CALCULUS 12 *will be offered by video conference
Prerequisite: Pre-Calculus 12
Calculus 12 is a course that exposes students to the concepts found in a typical first year study of University Calculus. Historically, most first year university students struggle in calculus if not previously exposed to the topic. The purpose of this course is to give students an experience of Calculus so that they will find better success in Calculus at the post-secondary level. The course is taught with very little use of graphics calculator technology, as this is the philosophy followed by many university and college level calculus programs. If all concepts for Calculus 12 are completed early, some introductory topics in Linear Algebra (Matrices) will be introduced to students as well.
The general topics covered in this course are:
  • Pre-Calculus review
  • Limits and Definition of Derivatives
  • Derivative Rules and Applications
  • Integral Techniques and Applications
  • Introduction to Linear Algebra (optional)


Infinity, mad philosophers and deviant cults, religion, war, chaos, computers and code, endless fractal art, and the language at the heart of the fabric of the universe; these are but a few terms in the history of math.

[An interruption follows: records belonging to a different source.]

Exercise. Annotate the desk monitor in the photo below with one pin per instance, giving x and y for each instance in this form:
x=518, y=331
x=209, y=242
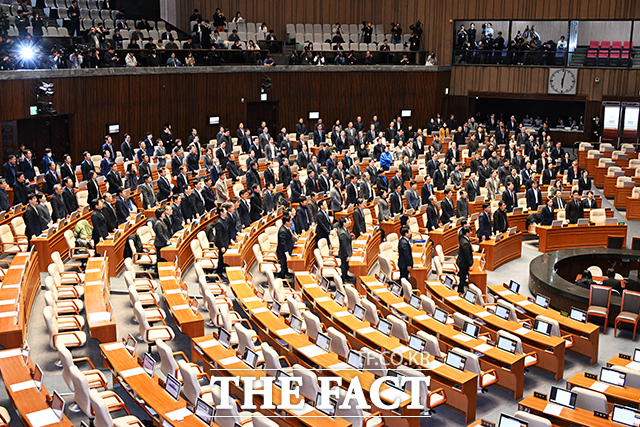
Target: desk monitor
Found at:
x=503, y=312
x=130, y=345
x=57, y=404
x=625, y=416
x=148, y=364
x=471, y=329
x=224, y=338
x=38, y=377
x=441, y=315
x=339, y=298
x=417, y=344
x=296, y=324
x=563, y=397
x=172, y=387
x=579, y=315
x=250, y=358
x=507, y=344
x=323, y=341
x=384, y=327
x=330, y=409
x=204, y=411
x=514, y=287
x=542, y=301
x=613, y=377
x=542, y=327
x=414, y=301
x=455, y=361
x=397, y=382
x=275, y=308
x=396, y=289
x=25, y=351
x=448, y=282
x=508, y=421
x=470, y=297
x=359, y=311
x=355, y=360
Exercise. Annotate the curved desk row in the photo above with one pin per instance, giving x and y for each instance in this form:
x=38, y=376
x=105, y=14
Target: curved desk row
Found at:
x=19, y=288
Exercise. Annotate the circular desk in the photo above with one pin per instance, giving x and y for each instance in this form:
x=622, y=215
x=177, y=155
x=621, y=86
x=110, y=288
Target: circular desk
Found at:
x=553, y=274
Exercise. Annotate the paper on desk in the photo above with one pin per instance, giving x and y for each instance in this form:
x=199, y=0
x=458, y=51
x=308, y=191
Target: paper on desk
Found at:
x=598, y=386
x=300, y=412
x=311, y=351
x=114, y=346
x=229, y=360
x=178, y=414
x=552, y=409
x=10, y=353
x=462, y=337
x=23, y=385
x=634, y=365
x=341, y=314
x=132, y=372
x=99, y=316
x=42, y=418
x=483, y=348
x=392, y=394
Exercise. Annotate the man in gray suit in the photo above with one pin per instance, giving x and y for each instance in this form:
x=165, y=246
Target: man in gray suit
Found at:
x=336, y=201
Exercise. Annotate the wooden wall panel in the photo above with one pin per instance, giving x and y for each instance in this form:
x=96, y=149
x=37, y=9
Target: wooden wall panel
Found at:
x=438, y=16
x=141, y=103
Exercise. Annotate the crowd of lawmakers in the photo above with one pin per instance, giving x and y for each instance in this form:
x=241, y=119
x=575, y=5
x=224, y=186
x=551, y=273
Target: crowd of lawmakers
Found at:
x=504, y=158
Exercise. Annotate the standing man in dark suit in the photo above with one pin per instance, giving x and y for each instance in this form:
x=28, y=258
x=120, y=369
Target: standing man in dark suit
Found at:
x=31, y=218
x=222, y=239
x=574, y=209
x=484, y=223
x=285, y=245
x=464, y=261
x=405, y=256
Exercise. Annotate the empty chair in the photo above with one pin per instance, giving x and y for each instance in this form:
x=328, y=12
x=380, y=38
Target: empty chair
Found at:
x=428, y=399
x=590, y=400
x=530, y=359
x=599, y=303
x=629, y=311
x=485, y=378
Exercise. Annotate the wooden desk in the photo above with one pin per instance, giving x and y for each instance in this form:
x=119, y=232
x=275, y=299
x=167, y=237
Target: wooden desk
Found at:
x=299, y=349
x=567, y=417
x=586, y=336
x=189, y=323
x=141, y=387
x=574, y=236
x=29, y=400
x=113, y=249
x=46, y=246
x=550, y=350
x=213, y=355
x=97, y=303
x=447, y=239
x=507, y=249
x=510, y=367
x=21, y=278
x=626, y=396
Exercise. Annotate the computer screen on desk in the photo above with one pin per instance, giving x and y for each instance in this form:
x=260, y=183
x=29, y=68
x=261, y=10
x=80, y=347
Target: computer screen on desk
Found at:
x=625, y=416
x=563, y=397
x=508, y=421
x=613, y=377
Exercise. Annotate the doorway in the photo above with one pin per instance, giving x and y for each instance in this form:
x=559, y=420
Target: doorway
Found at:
x=258, y=112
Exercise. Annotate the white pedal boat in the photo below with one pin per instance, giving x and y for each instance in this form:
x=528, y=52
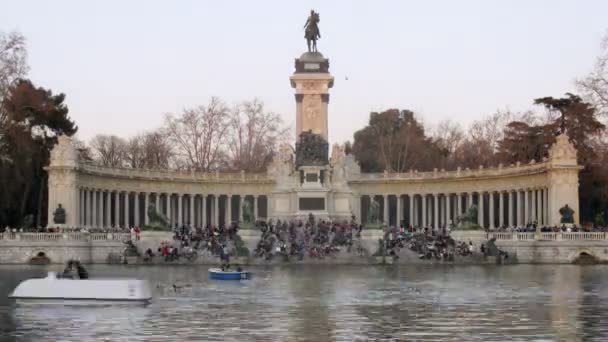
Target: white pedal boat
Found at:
x=65, y=291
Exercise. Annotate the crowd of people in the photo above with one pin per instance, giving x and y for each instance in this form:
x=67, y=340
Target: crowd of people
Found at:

This course is the study of the history of math, and will be equal parts history and math in practice. Students will develop an understanding of the key cultures, settings, civilizations and people responsible for the advances of mathematical knowledge and will accumulate an overarching framework for important concepts in math. This course will improve each individual's abilities in math, as students gain deeper insights into algebra, geometry, number theory and the origins of the common words we often use in math without knowing their true meaning. Each new history lesson will be accompanied by an investigation into the relevant mathematical developments of the era. This will be accomplished through hands-on work and physical evidence, as well as playful investigation and problem solving. These lessons will be supplemented by the wealth of excellent math videos that can be found online (such as the 'Numberphile' series). Finally, this course will be a unique opportunity to address the topic of social responsibility in the field of mathematics as we examine the trials and tribulations of historical figures and their societies, and consider the impacts of math on civilization throughout history.